Réinventer la beauté

L’art moderne et l’art classique sont profondément différents. Depuis les modernes et à leur suite les artistes contemporains ressentent une pression constante pour innover, pour créer des œuvres entièrement nouvelles et uniques à chaque fois. Ce n’était toutefois pas le cas autrefois. Les anciens, notamment les artisans, suivaient un modèle très différent. Ils cherchaient à reproduire la beauté déjà définie, celle qui avait été immortalisée dans des œuvres considérées comme des modèles parfaits. L’idée de copier ou de recréer les chefs-d’œuvre du passé n’était pas perçue comme un manque d’originalité. Au contraire, c’était un honneur et un devoir.

Prenons l’exemple des artisans grecs. Pendant l’Antiquité, des artistes renommés, tels que ceux qui créaient des poteries, des mosaïques ou des sculptures, passaient leur vie à reproduire des formes établies. L’un des exemples les plus célèbres est celui du Discobolos. Cette statue de l’athlète lançant un disque est connue pour son geste parfait, capturant la force et l’équilibre. Mais il n’y a pas qu’une seule version du Discobolos. En fait, il en existe de nombreuses copies, chacune créée par différents artisans qui cherchaient à imiter les mêmes critères de beauté et de perfection. L’idée n’était pas d’ajouter une touche personnelle, mais de s’aligner sur les standards reconnus du « beau » à cette époque. Ce beau s’harmonisait avec l’idéal de cosmos antique.

Dans le cadre de l’art médiéval, l’on pourrait penser que les artisans du Moyen Âge avaient plus de liberté créative, en particulier en Occident. Pourtant, leur travail était principalement dicté par un objectif spirituel et religieux : représenter le « bien » suprême. Ainsi, les sculpteurs et les peintres du Moyen Âge consacraient leurs efforts à des œuvres sacrées, notamment pour construire et décorer les cathédrales. Leur art, qu’il s’agisse de vitraux, de statues de saints ou de fresques bibliques, devait incarner la grandeur de Dieu et de l’ordre divin. À titre d’exemple, dans la cathédrale de Chartres, les artisans ont créé d’immenses rosaces en vitraux. Chaque détail était minutieusement pensé pour représenter l’harmonie du divin selon la foi chrétienne.
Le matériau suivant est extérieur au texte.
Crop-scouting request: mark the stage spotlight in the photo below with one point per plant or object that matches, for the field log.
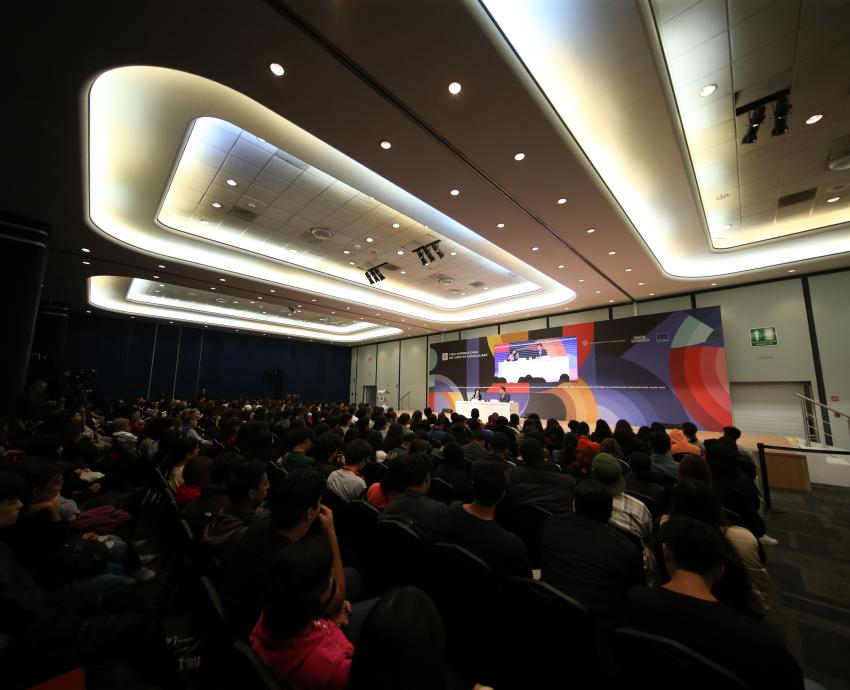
(756, 118)
(780, 116)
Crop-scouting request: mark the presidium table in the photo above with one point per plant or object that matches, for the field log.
(486, 408)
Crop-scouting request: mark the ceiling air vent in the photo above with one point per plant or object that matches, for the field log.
(243, 214)
(797, 197)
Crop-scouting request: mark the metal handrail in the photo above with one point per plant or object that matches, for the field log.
(826, 407)
(765, 485)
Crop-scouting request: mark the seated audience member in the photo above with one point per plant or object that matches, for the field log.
(662, 460)
(246, 487)
(196, 476)
(640, 479)
(297, 637)
(476, 449)
(679, 444)
(347, 482)
(750, 593)
(382, 492)
(689, 429)
(473, 526)
(181, 451)
(693, 468)
(301, 439)
(412, 506)
(295, 506)
(401, 645)
(540, 483)
(453, 468)
(686, 610)
(628, 513)
(589, 560)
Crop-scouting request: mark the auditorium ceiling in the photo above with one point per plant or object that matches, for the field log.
(281, 150)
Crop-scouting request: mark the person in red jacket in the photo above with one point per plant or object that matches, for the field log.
(294, 638)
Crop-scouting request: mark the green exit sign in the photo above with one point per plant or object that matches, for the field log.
(759, 337)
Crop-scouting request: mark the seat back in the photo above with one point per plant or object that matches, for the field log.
(442, 491)
(648, 660)
(562, 629)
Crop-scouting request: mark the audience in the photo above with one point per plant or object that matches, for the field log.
(249, 476)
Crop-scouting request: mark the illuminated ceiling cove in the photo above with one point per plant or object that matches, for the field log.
(596, 81)
(290, 210)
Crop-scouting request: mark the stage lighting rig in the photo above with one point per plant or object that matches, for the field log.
(374, 274)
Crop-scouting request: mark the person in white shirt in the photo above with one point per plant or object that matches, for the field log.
(346, 482)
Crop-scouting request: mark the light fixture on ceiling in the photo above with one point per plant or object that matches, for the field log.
(780, 116)
(756, 117)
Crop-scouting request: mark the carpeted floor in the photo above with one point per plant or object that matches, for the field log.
(810, 570)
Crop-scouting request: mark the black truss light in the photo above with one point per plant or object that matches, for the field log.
(756, 118)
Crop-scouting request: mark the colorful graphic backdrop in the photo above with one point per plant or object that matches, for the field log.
(661, 367)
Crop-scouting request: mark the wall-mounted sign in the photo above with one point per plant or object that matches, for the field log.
(760, 337)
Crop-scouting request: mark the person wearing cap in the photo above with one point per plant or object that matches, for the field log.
(627, 513)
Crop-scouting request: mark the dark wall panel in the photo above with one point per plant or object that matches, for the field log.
(131, 355)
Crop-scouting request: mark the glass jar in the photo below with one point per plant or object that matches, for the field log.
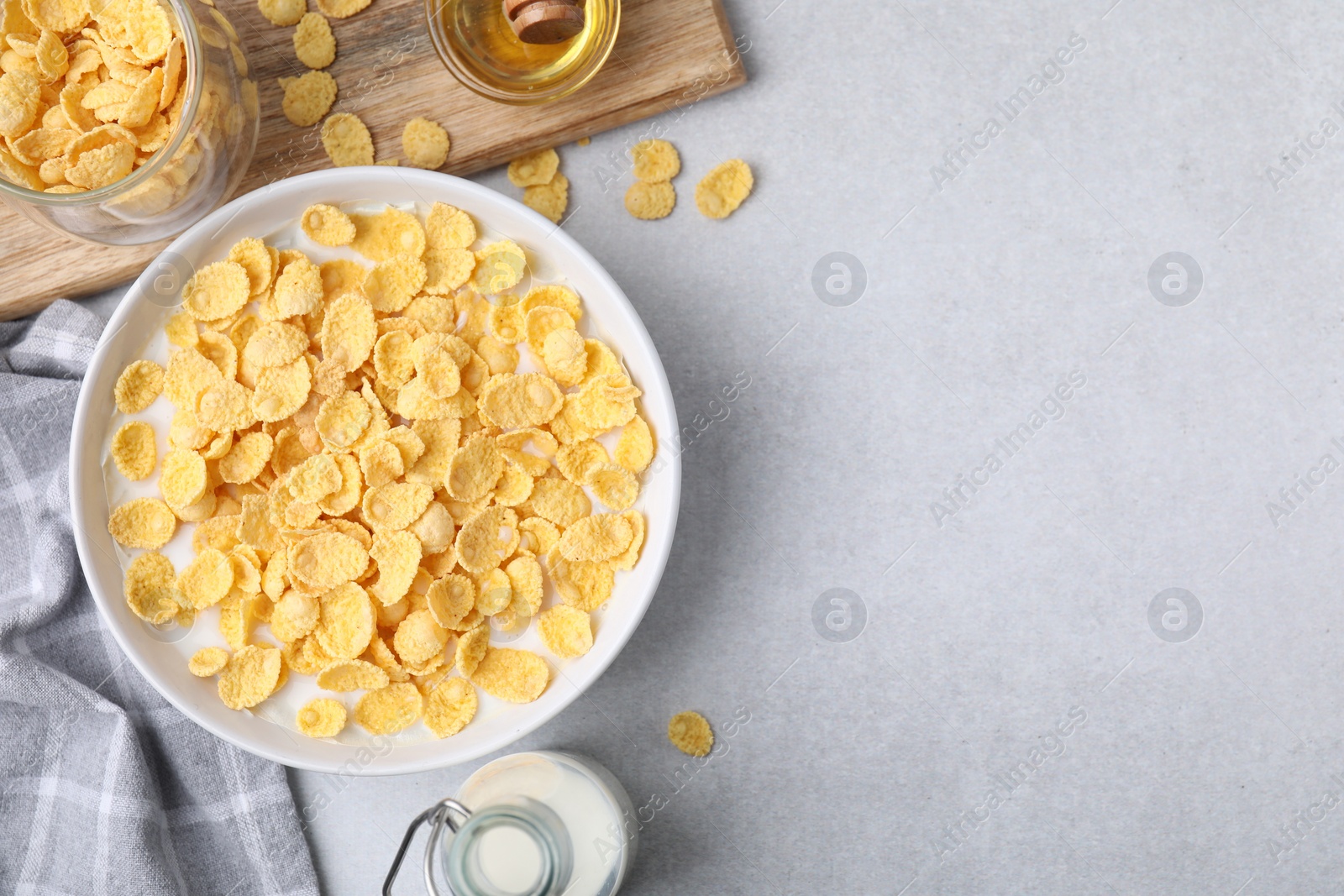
(534, 824)
(188, 177)
(479, 47)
L’idée de dévier de cette harmonie pour un style plus personnel aurait été impensable.

C’est seulement beaucoup plus tard, au XVIIIe siècle, que des penseurs comme le philosophe Emmanuel Kant ont commencé à remettre en question cette approche. Dans son ouvrage de 1790, La Critique de la faculté de juger, Kant avance une idée révolutionnaire pour l’époque : ce qui est beau ne doit pas forcément correspondre à un ordre préétabli du monde. « De gustibus non est disputandum. » Des goûts et des couleurs, on ne discute pas. Ainsi, la beauté est quelque chose que chacun peut ressentir différemment, subjectivement. Ce n’est plus seulement une question d’imiter un idéal universel, mais de ce qui plaît à chacun, selon sa propre sensibilité.

Cette nouvelle manière de penser ouvre alors la voie à une plus grande liberté artistique, mais elle marque aussi une rupture avec l’artisanat des anciens. Prenons le cas des peintres romantiques du XIXe siècle : ils cherchaient à exprimer leurs émotions personnelles, leurs visions intérieures, souvent en opposition avec l’ordre et la symétrie que l’on retrouvait dans l’art classique. L’art n’était plus seulement une question de maîtrise technique ou de respect des canons traditionnels, mais un moyen d’exprimer sa subjectivité. D’ailleurs, même la technique semble parfois échapper à l’artiste se permettant l’éphémère ou le périssable. L’arte povera nous en donne des images saisissantes.

Ainsi, à travers les siècles, l’évolution de l’art montre une transition entre la reproduction des standards de beauté intemporels et la recherche d’une expression personnelle. Dans les grandes lignes, les anciens célébraient la tradition, tandis que les artistes modernes valorisent l’innovation et l’individualité. Cependant, en regardant de plus près, chaque époque, l’artiste, qu’il soit ancien ou moderne, poursuit toujours le même but : capturer une certaine forme de beauté, qu’elle soit universelle ou subjective.